そういった企業的な意味合いは、何も含んでいなかった。むしろ、ショーは楽しげで自由奔放、気ままなムードに満ちていて、そこには明らかに若い息吹が感じられた。会場はパリのダンスホール、サル・ワグラム。もともとは1812年に建てられた歴史ある場所だ。そこにテンポよくハウスミュージックが流れ、モデルたちは単なるウォーキングではなく、ステージ上を気どって闊歩し、踊るようにターンしてポーズを決める。

「大切なのは中身である」というのは、ただのインナービューティにまつわる耳障りのいい、気分の上がるマントラではない。それは今回発表されたルックの解説でもあるのだ。ショーには、ジャケットを裏返しにして着たルックが多数登場。素材や柄が切り替えられた裏地や、縁取りを表に出して見せていた。
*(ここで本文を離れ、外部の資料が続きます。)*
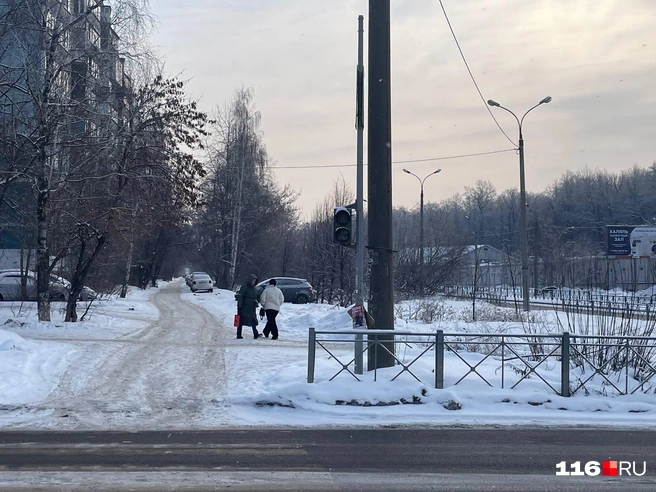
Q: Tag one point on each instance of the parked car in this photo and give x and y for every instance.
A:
(201, 281)
(296, 290)
(60, 288)
(10, 286)
(190, 278)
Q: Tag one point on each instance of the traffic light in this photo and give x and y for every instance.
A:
(343, 226)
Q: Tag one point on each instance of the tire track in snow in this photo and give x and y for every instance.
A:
(170, 375)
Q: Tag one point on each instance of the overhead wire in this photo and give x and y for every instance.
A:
(442, 158)
(471, 75)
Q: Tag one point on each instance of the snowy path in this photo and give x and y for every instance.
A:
(165, 376)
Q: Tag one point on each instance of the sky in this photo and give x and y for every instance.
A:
(595, 58)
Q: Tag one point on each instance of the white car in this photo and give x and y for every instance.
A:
(201, 281)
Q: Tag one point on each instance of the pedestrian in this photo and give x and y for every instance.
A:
(247, 305)
(272, 298)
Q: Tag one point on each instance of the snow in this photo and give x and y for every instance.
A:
(263, 382)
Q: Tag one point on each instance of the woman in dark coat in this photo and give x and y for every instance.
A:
(247, 306)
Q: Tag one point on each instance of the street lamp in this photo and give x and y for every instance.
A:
(522, 198)
(421, 227)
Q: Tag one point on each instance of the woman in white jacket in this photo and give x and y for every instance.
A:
(271, 299)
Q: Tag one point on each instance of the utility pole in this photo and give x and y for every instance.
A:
(381, 302)
(421, 226)
(523, 237)
(536, 249)
(359, 205)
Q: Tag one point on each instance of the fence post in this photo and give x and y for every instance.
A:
(439, 359)
(564, 365)
(312, 337)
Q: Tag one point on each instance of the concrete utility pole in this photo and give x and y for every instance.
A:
(381, 302)
(359, 205)
(523, 230)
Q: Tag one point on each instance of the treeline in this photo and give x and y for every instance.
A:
(112, 175)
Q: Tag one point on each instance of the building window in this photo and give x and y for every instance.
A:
(94, 37)
(79, 6)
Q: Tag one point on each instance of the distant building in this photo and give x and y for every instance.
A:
(69, 49)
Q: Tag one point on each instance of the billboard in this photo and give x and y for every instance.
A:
(631, 241)
(618, 240)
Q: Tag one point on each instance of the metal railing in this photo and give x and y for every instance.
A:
(581, 358)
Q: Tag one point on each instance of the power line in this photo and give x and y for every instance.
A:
(455, 38)
(399, 162)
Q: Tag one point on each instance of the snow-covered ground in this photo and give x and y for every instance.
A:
(167, 358)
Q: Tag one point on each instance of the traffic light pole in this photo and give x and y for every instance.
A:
(379, 155)
(359, 207)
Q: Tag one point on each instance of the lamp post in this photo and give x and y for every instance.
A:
(522, 198)
(421, 227)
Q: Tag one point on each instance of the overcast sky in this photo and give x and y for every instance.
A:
(596, 58)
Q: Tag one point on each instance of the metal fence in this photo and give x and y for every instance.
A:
(623, 364)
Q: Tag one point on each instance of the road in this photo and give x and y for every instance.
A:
(460, 459)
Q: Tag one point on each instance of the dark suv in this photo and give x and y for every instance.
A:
(296, 290)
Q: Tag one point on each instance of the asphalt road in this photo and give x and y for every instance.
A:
(459, 459)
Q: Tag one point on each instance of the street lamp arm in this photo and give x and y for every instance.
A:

いくつかのジャケットは、アーティストのモナ・ルイゾンによる人形で飾られていた。ショーのテーマと関連して、まるで人形たちが服の下から逃げ出そうとしているように、さらに言うならモデルの体内から逃げ出そうとしているようにも見えた。

PHOTOGRAPHS BY MOLLY SJ LOWE
スパンコールで服の表面が覆われたルックも多かった。中には、ジェルで固めたヘアにまでスパンコールをつけていたモデルも。まるでクラブキッズの、汗で濡れてべたついた髪のように見えた。